The flow for a return request:

  1. Customer: "I want to return the blue jacket from order #4521"
  2. agent → decides to call lookup_order
  3. tools → executes lookup_order, returns order details
  4. agent → decides to call get_return_eligibility
  5. tools → executes eligibility check, confirms item is returnable
  6. agent → decides to call create_return_request
  7. gate → intercepts! Stages the return, asks for confirmation
  8. agent → presents confirmation prompt to customer
  9. Customer: "Yes, go ahead"
  10. execute_gated → calls create_return_request for real
  11. agent → "Done! Your return for the Blue Denim Jacket has been created. You'll receive a prepaid shipping label at your email within 24 hours."

Scaling to 500+ Concurrent Sessions

Each customer conversation is a separate graph execution with its own state.

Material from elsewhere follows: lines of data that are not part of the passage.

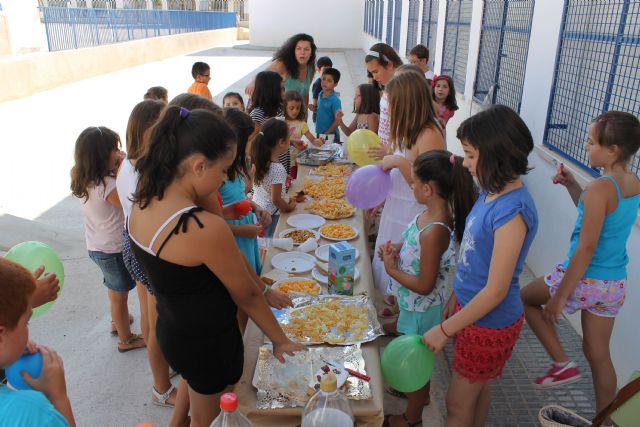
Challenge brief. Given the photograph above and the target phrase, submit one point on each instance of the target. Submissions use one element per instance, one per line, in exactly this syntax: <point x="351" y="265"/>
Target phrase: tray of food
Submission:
<point x="331" y="319"/>
<point x="290" y="384"/>
<point x="331" y="208"/>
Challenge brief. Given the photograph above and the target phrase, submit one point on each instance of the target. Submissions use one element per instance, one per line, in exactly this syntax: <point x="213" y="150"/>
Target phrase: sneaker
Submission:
<point x="557" y="376"/>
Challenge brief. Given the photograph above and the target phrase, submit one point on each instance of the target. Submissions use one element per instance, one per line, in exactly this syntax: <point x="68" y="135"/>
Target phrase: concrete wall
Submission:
<point x="27" y="74"/>
<point x="332" y="23"/>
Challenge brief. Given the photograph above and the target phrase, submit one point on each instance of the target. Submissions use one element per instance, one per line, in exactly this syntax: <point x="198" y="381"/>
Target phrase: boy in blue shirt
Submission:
<point x="328" y="105"/>
<point x="48" y="403"/>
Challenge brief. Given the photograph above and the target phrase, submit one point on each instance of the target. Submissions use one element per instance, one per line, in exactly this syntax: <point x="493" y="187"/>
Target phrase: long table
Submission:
<point x="368" y="413"/>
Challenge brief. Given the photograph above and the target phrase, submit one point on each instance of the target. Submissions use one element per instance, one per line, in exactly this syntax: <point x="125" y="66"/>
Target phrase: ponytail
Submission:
<point x="453" y="181"/>
<point x="177" y="135"/>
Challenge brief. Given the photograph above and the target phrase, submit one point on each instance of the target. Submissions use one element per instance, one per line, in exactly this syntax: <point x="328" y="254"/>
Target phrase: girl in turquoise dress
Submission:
<point x="246" y="229"/>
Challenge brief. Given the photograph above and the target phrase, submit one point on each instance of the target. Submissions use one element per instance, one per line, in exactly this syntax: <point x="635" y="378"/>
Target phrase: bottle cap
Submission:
<point x="329" y="383"/>
<point x="229" y="402"/>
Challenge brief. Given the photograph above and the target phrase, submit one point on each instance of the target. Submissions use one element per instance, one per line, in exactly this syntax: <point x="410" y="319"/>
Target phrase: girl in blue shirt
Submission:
<point x="485" y="312"/>
<point x="593" y="277"/>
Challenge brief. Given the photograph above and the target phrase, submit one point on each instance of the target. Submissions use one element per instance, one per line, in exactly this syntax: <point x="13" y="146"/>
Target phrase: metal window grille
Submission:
<point x="430" y="26"/>
<point x="596" y="71"/>
<point x="456" y="41"/>
<point x="412" y="30"/>
<point x="504" y="44"/>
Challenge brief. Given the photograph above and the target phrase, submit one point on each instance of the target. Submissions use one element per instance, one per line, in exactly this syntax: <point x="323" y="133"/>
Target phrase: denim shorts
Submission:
<point x="116" y="276"/>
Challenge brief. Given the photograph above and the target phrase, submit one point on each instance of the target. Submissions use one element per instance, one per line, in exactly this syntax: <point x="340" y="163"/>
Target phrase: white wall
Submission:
<point x="332" y="23"/>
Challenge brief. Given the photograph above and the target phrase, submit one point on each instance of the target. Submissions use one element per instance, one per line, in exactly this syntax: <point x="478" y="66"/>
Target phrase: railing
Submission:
<point x="504" y="44"/>
<point x="456" y="41"/>
<point x="69" y="28"/>
<point x="596" y="71"/>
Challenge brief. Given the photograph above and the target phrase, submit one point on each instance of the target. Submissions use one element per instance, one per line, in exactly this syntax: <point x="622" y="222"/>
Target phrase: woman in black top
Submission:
<point x="190" y="256"/>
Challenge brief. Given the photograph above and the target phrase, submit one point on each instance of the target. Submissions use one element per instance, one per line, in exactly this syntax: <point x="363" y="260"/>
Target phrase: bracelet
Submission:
<point x="443" y="331"/>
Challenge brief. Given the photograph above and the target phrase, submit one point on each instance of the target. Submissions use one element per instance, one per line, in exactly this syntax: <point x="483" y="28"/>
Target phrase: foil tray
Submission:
<point x="285" y="385"/>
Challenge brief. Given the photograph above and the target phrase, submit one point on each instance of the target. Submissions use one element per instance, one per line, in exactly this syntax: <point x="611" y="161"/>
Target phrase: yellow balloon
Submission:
<point x="358" y="145"/>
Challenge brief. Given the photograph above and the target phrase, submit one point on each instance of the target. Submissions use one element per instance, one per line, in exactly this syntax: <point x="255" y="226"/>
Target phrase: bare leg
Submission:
<point x="462" y="401"/>
<point x="595" y="344"/>
<point x="534" y="296"/>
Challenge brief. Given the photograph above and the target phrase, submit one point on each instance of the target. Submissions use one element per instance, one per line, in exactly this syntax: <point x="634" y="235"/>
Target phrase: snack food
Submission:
<point x="331" y="208"/>
<point x="338" y="231"/>
<point x="328" y="188"/>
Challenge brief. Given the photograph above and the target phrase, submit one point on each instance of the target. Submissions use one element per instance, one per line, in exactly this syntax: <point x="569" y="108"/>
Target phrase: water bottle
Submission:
<point x="328" y="407"/>
<point x="230" y="416"/>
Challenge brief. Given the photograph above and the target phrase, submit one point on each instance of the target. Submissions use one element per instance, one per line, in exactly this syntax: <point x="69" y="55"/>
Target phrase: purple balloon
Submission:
<point x="368" y="187"/>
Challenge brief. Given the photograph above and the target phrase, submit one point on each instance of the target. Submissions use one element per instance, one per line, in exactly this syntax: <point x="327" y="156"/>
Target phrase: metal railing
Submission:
<point x="456" y="41"/>
<point x="596" y="71"/>
<point x="504" y="45"/>
<point x="73" y="28"/>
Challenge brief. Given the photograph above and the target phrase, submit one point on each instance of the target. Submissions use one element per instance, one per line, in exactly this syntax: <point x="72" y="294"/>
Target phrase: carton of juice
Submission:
<point x="342" y="264"/>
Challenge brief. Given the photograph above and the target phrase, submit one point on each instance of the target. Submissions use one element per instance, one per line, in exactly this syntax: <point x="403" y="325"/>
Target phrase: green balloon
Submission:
<point x="32" y="255"/>
<point x="407" y="363"/>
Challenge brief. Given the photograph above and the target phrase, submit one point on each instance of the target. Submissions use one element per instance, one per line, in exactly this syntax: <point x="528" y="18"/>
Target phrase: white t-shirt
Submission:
<point x="262" y="192"/>
<point x="126" y="183"/>
<point x="103" y="222"/>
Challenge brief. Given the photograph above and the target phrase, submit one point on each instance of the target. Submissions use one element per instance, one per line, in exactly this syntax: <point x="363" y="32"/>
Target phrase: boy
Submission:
<point x="328" y="105"/>
<point x="47" y="404"/>
<point x="322" y="63"/>
<point x="201" y="73"/>
<point x="419" y="56"/>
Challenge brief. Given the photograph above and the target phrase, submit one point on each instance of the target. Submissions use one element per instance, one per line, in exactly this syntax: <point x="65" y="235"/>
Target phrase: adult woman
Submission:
<point x="294" y="61"/>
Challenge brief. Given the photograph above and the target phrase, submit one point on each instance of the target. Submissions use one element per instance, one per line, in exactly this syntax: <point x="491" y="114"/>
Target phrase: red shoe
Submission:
<point x="557" y="376"/>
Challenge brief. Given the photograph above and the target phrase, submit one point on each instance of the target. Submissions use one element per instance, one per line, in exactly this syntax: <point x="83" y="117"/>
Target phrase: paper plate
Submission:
<point x="293" y="262"/>
<point x="322" y="253"/>
<point x="320" y="277"/>
<point x="306" y="221"/>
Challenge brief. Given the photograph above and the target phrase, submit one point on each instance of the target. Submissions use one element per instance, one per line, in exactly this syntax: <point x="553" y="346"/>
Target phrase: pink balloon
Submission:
<point x="368" y="187"/>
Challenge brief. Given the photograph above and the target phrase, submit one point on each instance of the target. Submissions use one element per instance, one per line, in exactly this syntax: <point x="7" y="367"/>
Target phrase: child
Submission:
<point x="322" y="63"/>
<point x="93" y="180"/>
<point x="328" y="106"/>
<point x="414" y="129"/>
<point x="419" y="265"/>
<point x="484" y="312"/>
<point x="269" y="180"/>
<point x="366" y="105"/>
<point x="157" y="93"/>
<point x="197" y="270"/>
<point x="233" y="100"/>
<point x="266" y="102"/>
<point x="201" y="73"/>
<point x="296" y="119"/>
<point x="246" y="230"/>
<point x="419" y="55"/>
<point x="444" y="94"/>
<point x="593" y="277"/>
<point x="48" y="403"/>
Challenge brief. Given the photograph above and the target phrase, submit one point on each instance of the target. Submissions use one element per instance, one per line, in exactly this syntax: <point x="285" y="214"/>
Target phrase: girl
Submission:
<point x="366" y="106"/>
<point x="266" y="102"/>
<point x="143" y="116"/>
<point x="497" y="236"/>
<point x="593" y="277"/>
<point x="419" y="265"/>
<point x="414" y="129"/>
<point x="444" y="94"/>
<point x="93" y="180"/>
<point x="197" y="271"/>
<point x="269" y="180"/>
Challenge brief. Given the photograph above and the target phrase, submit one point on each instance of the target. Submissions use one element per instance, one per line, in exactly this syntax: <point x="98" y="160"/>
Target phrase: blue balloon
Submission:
<point x="31" y="363"/>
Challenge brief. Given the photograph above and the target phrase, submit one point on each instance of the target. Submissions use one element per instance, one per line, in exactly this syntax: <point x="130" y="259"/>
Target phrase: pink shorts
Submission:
<point x="600" y="297"/>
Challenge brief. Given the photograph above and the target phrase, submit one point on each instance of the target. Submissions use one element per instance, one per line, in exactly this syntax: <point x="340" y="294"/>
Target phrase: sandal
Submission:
<point x="134" y="342"/>
<point x="161" y="399"/>
<point x="114" y="331"/>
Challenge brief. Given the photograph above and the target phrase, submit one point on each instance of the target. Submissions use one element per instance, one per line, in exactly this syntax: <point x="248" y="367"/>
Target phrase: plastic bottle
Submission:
<point x="328" y="407"/>
<point x="230" y="416"/>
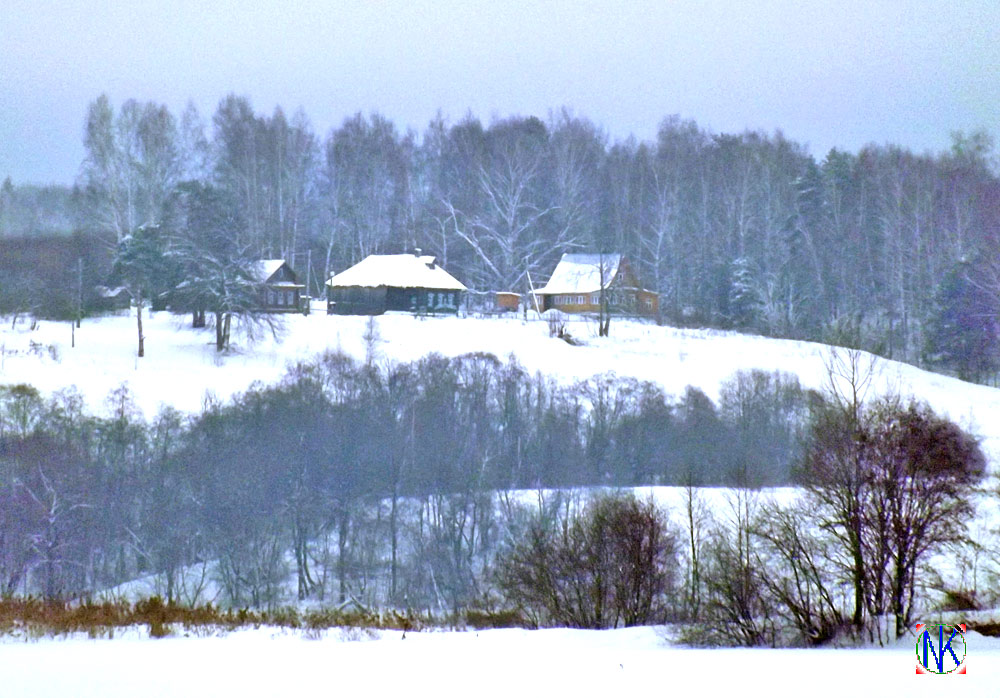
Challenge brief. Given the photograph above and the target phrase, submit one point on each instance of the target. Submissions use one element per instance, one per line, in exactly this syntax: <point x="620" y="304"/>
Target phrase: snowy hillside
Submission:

The scaling challenge isn't the LLM calls — it's managing hundreds of concurrent stateful sessions.

The setup:

  • FastAPI with async handlers for the chat endpoint
  • Redis for session state persistence (the AgentState dict, serialised as JSON)
  • AWS ECS with autoscaling based on active session count
  • Connection pooling for the internal API calls (the order/shipping/returns APIs)
@app.post("/chat")
async def chat(request: ChatRequest):
    # Load or create session state from Redis
    state = await redis.get(f"session:{request.session_id}")
    if state:
        state = json.loads(state)
    else:
        state = {"messages": [], "order": None, "return_request": None,
                 "pending_action": None, "confirmed": False}
 
    # Add new message
    state["messages"].append(HumanMessage(content=request.message))
 
    # Run the graph
    result = await app.ainvoke(state)
 
    # Persist updated state
    await redis.set(
        f"session:{request.session_id}",
        json.dumps(result, default=str),
        ex=3600,  # 1-hour TTL
    )
 
    # Stream the response
    return StreamingResponse(
        stream_response(result["messages"][-1].content),
        media_type="text/event-stream",
    )

The autoscaling policy: scale up when average active sessions per instance exceeds 50, scale down when it drops below 20. This kept response times under 3 seconds at p95 during peak hours (500+ concurrent sessions).

What I'd Do Differently

Use LangGraph's built-in persistence instead of manual Redis serialisation. LangGraph now has checkpoint savers (PostgreSQL, Redis) that handle state persistence natively. I built the manual version before this feature existed.

Add a supervisor node for complex multi-tool sequences. The current graph lets the agent chain tools freely, which occasionally leads to unnecessary API calls (looking up shipping status for a cancelled order). A supervisor that validates the tool sequence before execution would catch these.

Instrument everything. I added LangSmith tracing after launch, but I should have started with it. Debugging a multi-step agent from logs alone is painful — you need to see the full state graph execution, including which branch was taken and why.


The key insight from this project: the hard part of building an AI agent isn't the LLM or the tools — it's the safety layer. An agent that can look up orders is useful. An agent that can process refunds without confirmation is dangerous. The gate pattern is simple to implement but fundamental to deploy.

LangGraph made this possible by treating the conversation as a graph traversal problem instead of a linear chain. The same pattern applies to any agent that needs to take real-world actions: medical appointment booking, financial transactions, infrastructure changes. If the action is irreversible, gate it.